Small town musings

Sonali Somyalipi
The Coffeelicious
Published in
2 min readMay 18, 2016

Strolling on the city's cemented sidewalks; I see spring planning her escape, quietly packing her bags.

The flower beds with their pinks, yellows, and purples are gradually turning paler;

the grass on the hills too is losing its lushness, and shifting shades from green to a dull umber.

All these thoughts of blossoms and leaves have today somehow stirred up fond childhood memories.

I am all at once hankering for that small town I come from. I think about wading through tall grass reaching up to my knees; pockets filled with pebbles and nameless berries.

Of late, I realize I only look at leaves, as they sprout out and drift. I only gaze at buds, which flower away and wilt.

It’s been years since I paused and plucked a leaf or flower by hand.

You’d think I should be taking up picking cherries and building myself some castles in the sand.

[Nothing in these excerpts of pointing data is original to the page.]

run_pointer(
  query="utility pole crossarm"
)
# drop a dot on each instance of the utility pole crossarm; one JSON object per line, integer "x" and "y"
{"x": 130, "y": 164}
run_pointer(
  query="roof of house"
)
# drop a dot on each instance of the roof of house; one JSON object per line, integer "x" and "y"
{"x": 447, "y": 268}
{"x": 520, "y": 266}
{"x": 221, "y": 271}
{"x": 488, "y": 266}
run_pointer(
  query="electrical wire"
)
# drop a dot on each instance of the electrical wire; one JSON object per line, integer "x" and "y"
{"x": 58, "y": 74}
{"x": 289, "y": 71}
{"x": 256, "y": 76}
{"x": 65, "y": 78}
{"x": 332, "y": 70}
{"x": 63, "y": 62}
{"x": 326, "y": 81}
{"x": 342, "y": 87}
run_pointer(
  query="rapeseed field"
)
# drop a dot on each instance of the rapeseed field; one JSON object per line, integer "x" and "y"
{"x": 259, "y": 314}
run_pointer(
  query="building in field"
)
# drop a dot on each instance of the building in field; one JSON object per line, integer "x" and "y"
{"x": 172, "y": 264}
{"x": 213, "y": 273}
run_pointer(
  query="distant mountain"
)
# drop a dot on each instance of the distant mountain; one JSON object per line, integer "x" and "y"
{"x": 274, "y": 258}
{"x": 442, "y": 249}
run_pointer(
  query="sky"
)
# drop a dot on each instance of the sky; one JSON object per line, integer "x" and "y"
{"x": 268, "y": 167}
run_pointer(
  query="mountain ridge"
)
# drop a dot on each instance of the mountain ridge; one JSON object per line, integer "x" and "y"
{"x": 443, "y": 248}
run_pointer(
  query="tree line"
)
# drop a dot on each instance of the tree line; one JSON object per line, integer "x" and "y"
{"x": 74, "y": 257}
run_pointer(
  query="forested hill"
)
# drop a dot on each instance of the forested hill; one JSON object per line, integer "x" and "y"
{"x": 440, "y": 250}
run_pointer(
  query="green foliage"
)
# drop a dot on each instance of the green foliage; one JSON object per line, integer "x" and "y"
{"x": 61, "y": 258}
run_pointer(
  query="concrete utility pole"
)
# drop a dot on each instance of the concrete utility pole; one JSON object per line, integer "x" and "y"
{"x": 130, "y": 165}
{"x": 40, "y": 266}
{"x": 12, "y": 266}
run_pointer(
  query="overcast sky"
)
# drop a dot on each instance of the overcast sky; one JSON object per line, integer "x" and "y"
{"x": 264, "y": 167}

Or say, what I need is some store-bought mulch and a yard; so I could grow myself some orange, spinach and chard?

But how do I recreate that old world charm? This is more than potting up plants and muddy digging; how can a small backyard bring back a whole town I am missing?

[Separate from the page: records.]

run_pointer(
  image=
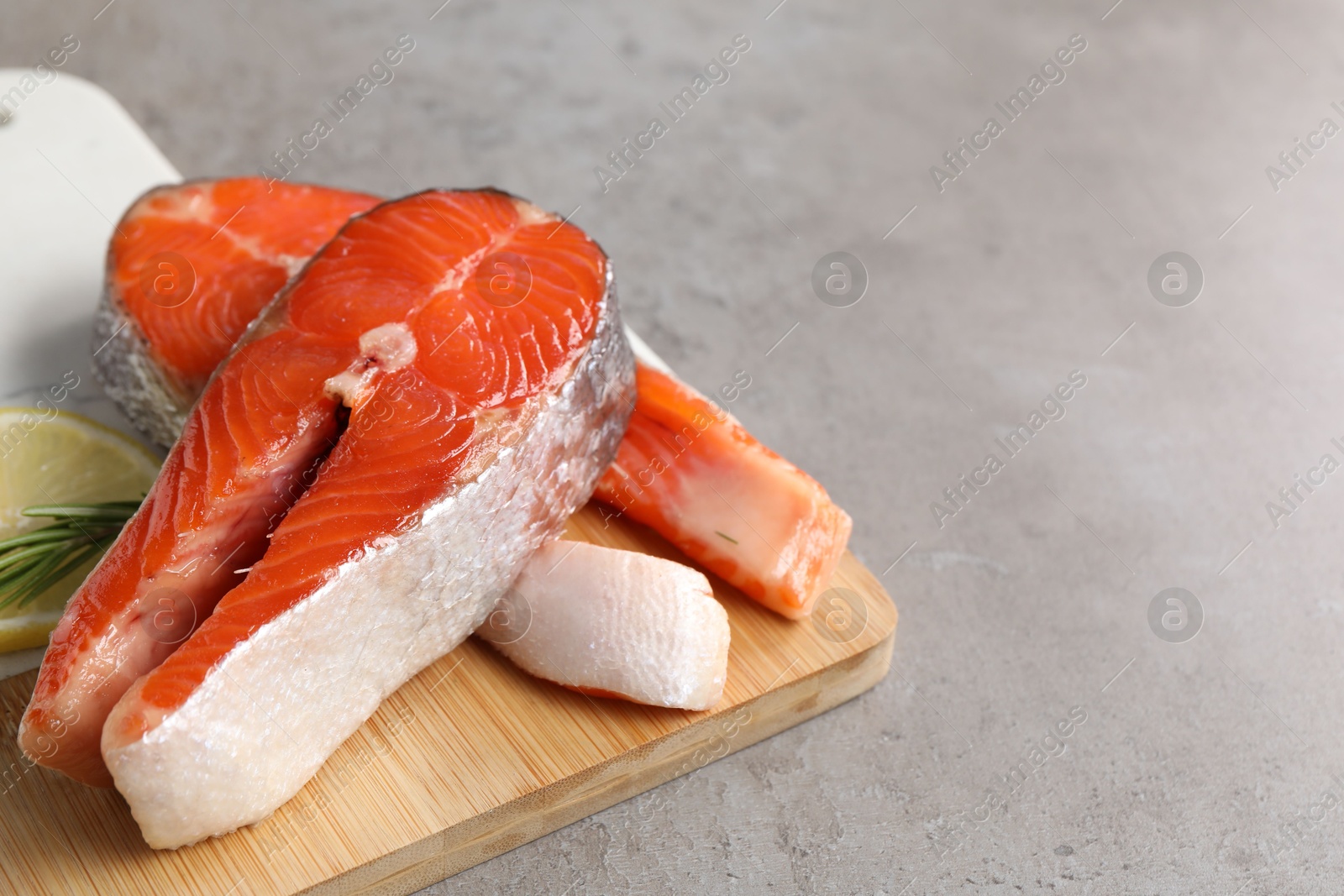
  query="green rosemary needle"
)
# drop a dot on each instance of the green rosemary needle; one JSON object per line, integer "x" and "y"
{"x": 35, "y": 560}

My mind wanders back to the time when I sulked to water her plants, but ran into that garden she built, to duck my mother’s homework rants.

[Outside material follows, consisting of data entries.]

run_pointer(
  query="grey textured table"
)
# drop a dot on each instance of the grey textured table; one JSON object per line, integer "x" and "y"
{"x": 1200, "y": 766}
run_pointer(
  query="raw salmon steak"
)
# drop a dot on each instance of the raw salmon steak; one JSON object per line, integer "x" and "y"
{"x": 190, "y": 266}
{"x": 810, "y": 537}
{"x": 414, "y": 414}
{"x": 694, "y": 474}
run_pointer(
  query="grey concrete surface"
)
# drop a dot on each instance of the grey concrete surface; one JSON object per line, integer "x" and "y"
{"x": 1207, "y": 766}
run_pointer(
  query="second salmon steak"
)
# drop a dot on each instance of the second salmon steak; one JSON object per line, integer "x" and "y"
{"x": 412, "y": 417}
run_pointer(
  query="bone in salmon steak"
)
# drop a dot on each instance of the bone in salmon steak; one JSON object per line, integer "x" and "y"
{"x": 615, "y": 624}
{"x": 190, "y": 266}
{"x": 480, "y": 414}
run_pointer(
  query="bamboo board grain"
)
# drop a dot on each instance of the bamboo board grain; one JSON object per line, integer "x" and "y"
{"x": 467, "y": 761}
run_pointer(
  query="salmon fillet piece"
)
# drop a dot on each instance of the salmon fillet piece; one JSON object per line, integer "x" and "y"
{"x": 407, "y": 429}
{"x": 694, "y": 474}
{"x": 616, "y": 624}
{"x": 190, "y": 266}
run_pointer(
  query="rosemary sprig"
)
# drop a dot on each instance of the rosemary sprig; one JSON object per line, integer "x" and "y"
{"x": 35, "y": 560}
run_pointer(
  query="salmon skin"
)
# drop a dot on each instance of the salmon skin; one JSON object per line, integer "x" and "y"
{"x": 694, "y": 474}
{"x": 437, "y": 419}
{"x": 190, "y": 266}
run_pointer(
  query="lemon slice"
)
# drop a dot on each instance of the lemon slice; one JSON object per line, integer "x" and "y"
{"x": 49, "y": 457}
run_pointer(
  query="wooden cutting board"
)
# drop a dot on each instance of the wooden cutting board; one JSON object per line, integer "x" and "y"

I think about the frail Papaya trees that clumsily fell almost every monsoon, and the marigold and hibiscus I picked so we could deck granny’s puja room;

the pretend banks my friends ran in our made-up games, carrying our “business” using coin-shaped leaves as cash;

the succulent cactus from our mothers’ kitchen garden, we chopped with our tiny toy cutlery, to feign cooking soup, curry, and mash;

vacations spent under the Rain tree, harvesting sticky pods to be patiently pound, shaping our own cricket balls oh so perfectly shaped round.

I miss scouring bushes for berries and climbing crooked trees of guava and tamarind; learning to fly kites, desperately waiting for them to lift off and soar with the rising wind.

Pebbles and shells, sprigs and vines, these playthings that got left back there in time.

These are just ordinary, everyday things, I pass by now on the streets.

I have grown up and moved city to city, and except in my small town reveries

I no longer pick nameless berries

I no longer run through grass that’s grown knee high

nor do I climb any crooked fruit trees, or attempt to make paper kites fly.